Unions, he said, through all sectors of the economy are going to have to change their mindset.

This change will need to be reflected by discarding our traditional manufacturing methodology, while the agricultural industry will change dramatically and probably located in different areas.

The mining sector wasn’t the sole recipient of a rebuke with the environmental sector also collecting a slap as Di Lollo said it is going to have to accept that we are a fossil fuel driven economy and we are going to remain so into the future.

“They (environmentalists) are going to have to start embracing this and working out how they can use their activism to make it (the economy) cleaner and more appropriate rather than trying to make it go away, which it is not going to,” he said.

“But for the resources and energy sector there is also a lot of change on the way.”

Di Lollo told the mining-based audience that as it was a much larger and more central part of the economy, and as such the importance of its role was to become much greater, bringing with it proportional responsibilities.

“The claim,” he said, “of political, economic, social, and environmental stability in Australia is not going to be an option.

“It is going to have to be something that we must do.”

This will lead to the disappearance of some of the old ways of thinking from the traditional political framework.
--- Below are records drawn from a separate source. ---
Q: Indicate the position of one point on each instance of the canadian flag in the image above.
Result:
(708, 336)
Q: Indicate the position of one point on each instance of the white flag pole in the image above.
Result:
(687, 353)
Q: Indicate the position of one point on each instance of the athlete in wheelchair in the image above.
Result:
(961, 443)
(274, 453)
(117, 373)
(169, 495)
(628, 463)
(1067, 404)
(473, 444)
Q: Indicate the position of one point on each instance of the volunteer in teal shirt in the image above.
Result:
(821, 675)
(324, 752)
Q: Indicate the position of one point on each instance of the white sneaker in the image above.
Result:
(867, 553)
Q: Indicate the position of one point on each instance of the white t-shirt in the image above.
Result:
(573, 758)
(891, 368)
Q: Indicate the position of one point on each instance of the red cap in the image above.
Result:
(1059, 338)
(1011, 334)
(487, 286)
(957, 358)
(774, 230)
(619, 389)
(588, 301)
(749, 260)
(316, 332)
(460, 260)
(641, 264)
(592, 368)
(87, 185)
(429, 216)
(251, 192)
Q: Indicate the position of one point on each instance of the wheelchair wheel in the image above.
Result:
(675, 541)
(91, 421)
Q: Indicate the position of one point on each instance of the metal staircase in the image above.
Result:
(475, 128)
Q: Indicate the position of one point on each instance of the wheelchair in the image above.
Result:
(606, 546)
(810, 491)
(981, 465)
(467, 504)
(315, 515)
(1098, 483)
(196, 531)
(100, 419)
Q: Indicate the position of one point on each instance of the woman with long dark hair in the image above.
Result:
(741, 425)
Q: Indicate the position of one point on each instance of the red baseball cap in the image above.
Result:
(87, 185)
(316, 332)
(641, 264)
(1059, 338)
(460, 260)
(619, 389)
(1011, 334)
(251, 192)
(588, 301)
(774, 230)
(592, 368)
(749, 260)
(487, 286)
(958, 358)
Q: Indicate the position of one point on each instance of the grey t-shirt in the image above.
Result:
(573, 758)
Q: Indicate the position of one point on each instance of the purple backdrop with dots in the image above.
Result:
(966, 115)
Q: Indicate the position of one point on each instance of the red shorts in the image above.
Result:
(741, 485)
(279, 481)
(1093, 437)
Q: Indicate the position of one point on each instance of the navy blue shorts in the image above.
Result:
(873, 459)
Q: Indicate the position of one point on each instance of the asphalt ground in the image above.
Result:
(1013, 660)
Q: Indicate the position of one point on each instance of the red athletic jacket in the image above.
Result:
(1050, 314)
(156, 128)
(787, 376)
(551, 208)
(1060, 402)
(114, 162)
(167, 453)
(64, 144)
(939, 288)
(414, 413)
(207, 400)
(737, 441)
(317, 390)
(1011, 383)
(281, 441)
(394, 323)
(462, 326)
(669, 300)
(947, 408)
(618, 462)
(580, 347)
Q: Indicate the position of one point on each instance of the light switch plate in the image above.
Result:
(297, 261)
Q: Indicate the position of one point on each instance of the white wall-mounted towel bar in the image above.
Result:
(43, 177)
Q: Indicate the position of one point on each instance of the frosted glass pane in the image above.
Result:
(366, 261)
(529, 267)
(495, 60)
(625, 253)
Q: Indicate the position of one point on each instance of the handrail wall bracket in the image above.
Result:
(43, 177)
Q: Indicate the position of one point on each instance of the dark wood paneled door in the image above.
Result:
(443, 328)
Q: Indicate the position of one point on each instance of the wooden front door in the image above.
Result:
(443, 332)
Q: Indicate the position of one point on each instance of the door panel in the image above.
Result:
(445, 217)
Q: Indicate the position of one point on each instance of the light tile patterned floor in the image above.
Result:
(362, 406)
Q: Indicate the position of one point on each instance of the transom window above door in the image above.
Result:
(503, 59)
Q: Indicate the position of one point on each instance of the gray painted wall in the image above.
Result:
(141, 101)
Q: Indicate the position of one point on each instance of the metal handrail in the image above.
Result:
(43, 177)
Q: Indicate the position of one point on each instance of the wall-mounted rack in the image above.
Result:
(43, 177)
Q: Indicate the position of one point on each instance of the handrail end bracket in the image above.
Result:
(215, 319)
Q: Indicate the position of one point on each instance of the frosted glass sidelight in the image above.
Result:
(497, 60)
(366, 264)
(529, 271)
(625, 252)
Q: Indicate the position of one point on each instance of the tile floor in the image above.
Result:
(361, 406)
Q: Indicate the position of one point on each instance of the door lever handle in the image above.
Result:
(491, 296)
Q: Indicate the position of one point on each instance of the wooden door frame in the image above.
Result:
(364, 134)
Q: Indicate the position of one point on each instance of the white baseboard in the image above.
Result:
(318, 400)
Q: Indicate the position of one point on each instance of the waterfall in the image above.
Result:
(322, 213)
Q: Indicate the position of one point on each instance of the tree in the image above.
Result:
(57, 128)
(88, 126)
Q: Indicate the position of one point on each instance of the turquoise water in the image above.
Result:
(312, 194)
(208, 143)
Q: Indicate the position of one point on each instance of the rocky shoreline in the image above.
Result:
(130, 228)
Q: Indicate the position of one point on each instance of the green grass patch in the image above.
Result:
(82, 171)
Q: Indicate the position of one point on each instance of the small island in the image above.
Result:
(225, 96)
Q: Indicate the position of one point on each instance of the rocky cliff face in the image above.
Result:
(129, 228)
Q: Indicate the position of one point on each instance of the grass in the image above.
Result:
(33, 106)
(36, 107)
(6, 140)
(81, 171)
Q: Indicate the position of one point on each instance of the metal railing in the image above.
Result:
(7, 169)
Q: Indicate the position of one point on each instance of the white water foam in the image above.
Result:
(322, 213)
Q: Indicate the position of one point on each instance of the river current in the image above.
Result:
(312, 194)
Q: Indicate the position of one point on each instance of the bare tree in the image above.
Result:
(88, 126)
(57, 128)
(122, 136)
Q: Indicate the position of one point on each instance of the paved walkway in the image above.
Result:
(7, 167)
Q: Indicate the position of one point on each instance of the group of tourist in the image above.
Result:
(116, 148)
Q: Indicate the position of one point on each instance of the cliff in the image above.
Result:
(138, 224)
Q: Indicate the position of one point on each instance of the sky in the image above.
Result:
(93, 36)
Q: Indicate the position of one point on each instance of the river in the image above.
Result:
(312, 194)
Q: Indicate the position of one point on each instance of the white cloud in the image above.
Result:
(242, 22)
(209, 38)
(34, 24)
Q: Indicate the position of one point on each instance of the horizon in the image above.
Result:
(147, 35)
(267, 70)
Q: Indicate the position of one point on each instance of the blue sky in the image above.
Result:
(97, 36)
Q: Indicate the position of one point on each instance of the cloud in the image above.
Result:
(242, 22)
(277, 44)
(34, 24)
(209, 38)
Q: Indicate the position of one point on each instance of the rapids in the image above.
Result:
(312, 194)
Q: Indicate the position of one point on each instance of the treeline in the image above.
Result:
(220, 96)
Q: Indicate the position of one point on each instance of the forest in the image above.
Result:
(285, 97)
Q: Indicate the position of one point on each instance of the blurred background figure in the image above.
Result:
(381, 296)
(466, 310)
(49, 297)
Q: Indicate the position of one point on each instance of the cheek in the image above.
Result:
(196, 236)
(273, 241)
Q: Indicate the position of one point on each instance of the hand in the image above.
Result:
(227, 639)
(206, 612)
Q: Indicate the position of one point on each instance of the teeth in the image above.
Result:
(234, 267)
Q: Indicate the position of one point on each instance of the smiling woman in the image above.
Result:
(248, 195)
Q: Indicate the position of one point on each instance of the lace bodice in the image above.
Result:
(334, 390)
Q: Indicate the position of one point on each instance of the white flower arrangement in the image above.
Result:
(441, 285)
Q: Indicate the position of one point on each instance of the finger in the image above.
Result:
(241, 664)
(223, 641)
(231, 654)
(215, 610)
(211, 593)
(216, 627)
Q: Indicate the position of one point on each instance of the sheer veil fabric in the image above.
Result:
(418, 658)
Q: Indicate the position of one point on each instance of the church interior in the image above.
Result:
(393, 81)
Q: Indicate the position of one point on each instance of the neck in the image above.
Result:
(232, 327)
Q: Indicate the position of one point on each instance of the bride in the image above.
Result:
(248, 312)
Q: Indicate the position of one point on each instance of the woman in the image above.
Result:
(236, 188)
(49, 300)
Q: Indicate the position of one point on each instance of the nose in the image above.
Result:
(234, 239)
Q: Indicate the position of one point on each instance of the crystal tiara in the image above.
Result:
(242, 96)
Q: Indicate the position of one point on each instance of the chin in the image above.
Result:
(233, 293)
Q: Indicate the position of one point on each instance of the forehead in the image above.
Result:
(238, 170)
Farmers refusing to give up their land for the benefit of the greater good would no longer be able to repeat of the phrase, ‘my family has farmed on this piece of land for five generations’.

Neither would the union movement be able to chant, ‘we’ve always had this penalty rate and we’re not going to give it up’.

According to Di Lollo, this is not participating in the change.

“Trying to hold out against that change could result in them losing everything instead of embracing and evolving with change,” he said.

Di Lollo knew he was working a tough room and acknowledged that what he had to say probably wasn’t going to please many of the crowd.

He had many shifting in their seats as he said the resource industry needed to not only accept the MRRT but that it needs to embrace it.

“I’m not here to change your opinion, so don’t get too upset about what I have got to say, but by the end I hope to challenge some traditional thinking,” Di Lollo said.

“We have got this problem now in the two speed economy that we’ve been talking about for a long time that now is really not going to go away.

“This is a problem for the entire Australian economy, including the energy and resources industry.

“We have to make the choice of either choosing to try and haul back the tide or…choosing to surf the wave instead.

“I think surfing the wave can make us all really prosperous, but if we are going to do this it is going to upset a lot of the traditional old ways of the economy.”

Di Lollo said the carbon constrained economy approaching Australia was not going to go away, instead it will soon be here and all of us, across all sectors from all schools of thought are going to have to get used to it.

He said it will be here regardless of what anybody may think about the science of climate change and that it doesn’t actually matter, because the shift in the economic landscape has nothing to do with climate change.

“It is the economic changes that are coming with a carbon constrained economy, globally,”
 he explained.

“In Australia, we are going to be harder hit than just about any other country and like it or not we are going to have to do something to help our economy.

“Carbon pricing is a simple and smart way of doing it, and I would say that carbon pricing and a rigorous minerals sector go hand in hand.

“Carbon pricing, and addressing the emissions issue, allows the industry to go ahead in a new economy.

“In other words, to not try to haul back change, but embracing that change and moving forward.”